Ma adesso, l’ex presidente – che «ha negato tutto » – rischia un processo che potrebbe divenire, almeno sul piano morale, quello di tutto un sistema di potere. Già ieri, il sismografo politico ha registrato solo sparuti sostegni d’ufficio fra la vecchia guardia neogollista, in mezzo alle prime frecciate astiose dei nemici, sullo sfondo di una Francia che ormai non può fare a meno di ripercorrere mentalmente il film sempre più controverso dell’era Sarkozy. Proprio il quinquennio 2007-2012 che potrebbe collassare, nel “romanzo nazionale”, sotto la montagna d’accuse contro l’ex presidente: il tentacolare sistema internazionale di complicità per drenare i finanziamenti occulti in contanti provenienti da Tripoli, i mercanti d’armi divenuti corrieri o mediatori delle operazioni, le strumentalizzazioni di apparati istituzionali, persino i misteriosi incidenti occorsi a personaggi e testimoni chiave nel vortice dell’inchiesta, cominciata dopo la pubblicazione sul sito giornalistico Mediapart di un primo verbale amministrativo libico che citava le megatangenti.
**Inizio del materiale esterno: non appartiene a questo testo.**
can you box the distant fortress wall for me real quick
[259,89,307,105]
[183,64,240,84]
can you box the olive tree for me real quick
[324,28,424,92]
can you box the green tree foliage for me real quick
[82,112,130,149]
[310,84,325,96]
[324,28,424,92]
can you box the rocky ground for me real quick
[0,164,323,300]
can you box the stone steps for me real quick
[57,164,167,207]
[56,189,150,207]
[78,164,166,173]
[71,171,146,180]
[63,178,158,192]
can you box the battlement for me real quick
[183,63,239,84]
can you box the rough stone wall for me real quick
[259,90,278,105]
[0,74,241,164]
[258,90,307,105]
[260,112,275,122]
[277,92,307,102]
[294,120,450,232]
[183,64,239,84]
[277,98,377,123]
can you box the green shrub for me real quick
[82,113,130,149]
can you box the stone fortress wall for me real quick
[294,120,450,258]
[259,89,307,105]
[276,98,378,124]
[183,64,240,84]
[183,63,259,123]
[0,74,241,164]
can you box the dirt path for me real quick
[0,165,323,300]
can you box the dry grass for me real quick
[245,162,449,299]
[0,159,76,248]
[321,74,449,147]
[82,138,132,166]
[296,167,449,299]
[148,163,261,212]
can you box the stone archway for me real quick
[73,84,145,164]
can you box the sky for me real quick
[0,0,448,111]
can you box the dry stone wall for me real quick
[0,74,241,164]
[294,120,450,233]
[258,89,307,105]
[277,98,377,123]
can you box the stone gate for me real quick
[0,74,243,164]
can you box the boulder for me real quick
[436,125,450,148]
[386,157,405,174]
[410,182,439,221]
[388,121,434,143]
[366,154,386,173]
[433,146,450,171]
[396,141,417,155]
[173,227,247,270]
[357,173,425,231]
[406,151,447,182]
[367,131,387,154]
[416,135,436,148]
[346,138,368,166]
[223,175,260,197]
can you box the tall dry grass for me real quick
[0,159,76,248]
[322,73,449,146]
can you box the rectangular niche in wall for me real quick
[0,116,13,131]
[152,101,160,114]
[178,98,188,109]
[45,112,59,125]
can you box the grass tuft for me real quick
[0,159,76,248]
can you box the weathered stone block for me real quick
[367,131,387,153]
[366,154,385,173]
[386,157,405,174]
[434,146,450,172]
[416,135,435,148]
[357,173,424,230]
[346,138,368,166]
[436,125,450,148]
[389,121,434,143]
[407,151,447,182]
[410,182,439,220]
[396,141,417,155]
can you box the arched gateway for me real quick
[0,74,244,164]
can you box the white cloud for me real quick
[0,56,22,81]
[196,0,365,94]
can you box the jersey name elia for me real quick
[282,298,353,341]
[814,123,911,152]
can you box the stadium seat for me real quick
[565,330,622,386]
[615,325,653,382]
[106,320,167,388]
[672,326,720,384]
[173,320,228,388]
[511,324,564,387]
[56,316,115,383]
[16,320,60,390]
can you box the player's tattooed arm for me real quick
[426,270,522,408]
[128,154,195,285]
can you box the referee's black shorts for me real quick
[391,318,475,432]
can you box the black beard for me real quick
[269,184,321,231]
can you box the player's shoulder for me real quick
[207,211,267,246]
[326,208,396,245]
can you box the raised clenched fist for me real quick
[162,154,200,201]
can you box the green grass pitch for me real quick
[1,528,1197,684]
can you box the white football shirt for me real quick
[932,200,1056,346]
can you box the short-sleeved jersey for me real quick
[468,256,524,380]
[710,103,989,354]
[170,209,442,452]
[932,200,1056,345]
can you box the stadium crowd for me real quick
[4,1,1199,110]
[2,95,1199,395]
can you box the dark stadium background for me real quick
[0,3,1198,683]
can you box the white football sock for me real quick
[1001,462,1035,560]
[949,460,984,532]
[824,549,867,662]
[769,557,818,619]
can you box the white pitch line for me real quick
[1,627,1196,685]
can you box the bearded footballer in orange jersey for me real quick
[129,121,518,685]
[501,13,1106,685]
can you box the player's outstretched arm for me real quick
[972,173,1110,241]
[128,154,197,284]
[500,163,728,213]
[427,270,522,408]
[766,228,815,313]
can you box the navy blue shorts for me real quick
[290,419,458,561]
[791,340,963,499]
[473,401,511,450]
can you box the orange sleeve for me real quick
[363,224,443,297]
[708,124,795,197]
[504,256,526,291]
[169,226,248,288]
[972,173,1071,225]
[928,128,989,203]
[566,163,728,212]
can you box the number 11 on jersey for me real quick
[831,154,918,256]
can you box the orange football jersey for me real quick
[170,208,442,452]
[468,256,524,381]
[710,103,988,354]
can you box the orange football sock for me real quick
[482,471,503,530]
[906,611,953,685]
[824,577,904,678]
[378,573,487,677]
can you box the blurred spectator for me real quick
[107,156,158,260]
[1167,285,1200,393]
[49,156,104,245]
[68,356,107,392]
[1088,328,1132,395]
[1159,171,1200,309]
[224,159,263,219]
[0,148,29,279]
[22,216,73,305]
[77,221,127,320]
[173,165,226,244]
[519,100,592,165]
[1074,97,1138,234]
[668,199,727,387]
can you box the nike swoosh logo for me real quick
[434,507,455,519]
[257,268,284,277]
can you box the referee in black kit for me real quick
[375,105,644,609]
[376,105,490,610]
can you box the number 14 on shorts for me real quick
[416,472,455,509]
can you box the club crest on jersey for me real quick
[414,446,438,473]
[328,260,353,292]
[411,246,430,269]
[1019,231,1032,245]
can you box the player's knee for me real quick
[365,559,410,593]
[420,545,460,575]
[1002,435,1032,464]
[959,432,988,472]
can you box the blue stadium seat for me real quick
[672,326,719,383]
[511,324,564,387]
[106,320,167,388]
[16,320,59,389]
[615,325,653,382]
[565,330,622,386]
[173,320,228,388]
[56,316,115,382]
Sono tre i presunti reati alla base dell’iscrizione nel registro degli indagati: corruzione passiva, finanziamento occulto, ricettazione. Fra i due lunghi round d’interrogatorio, Sarkozy è tornato a casa nella notte: un privilegio già rifiutato a tanti altri nel timore di possibili inquinamenti di prove o altre interferenze. Ma sono ore infauste per l’ex astro politico ammirato dai conservatori di tutt’Europa. Lo stesso leader che si era fatto avanti per prendere il timone di tante decisioni continentali in mezzo alle bufere delle crisi finanziaria e del debito. Intanto, certi nemici del sarkozysme sono già tornati all’attacco. «Il mio pensiero va ai milioni di cittadini che hanno il diritto di sapere se il match era ad armi pari», ha esternato la finalista socialista perdente Ségolène Royal, via Twitter, riferendosi al fiume finanziario carsico: decine di milioni di euro, secondo alcuni ex esponenti del regime Gheddafi divenuti oggi temibili accusatori. L’ultranazionalista Marine Le Pen ha invece evocato un altro interrogativo scottante: i reali moventi dell’offensiva militare in Libia a forte trazione transalpina che nel 2011 ha condotto alla fine del regime Gheddafi, in precedenza ’sdoganato’ in Occidente proprio dall’Eliseo. Per l’ex “presidente bling bling”, un tempo incurante di mostrarsi a bordo dei panfili di potenti amici finanzieri, il sipario potrebbe chiudersi su un naufragio.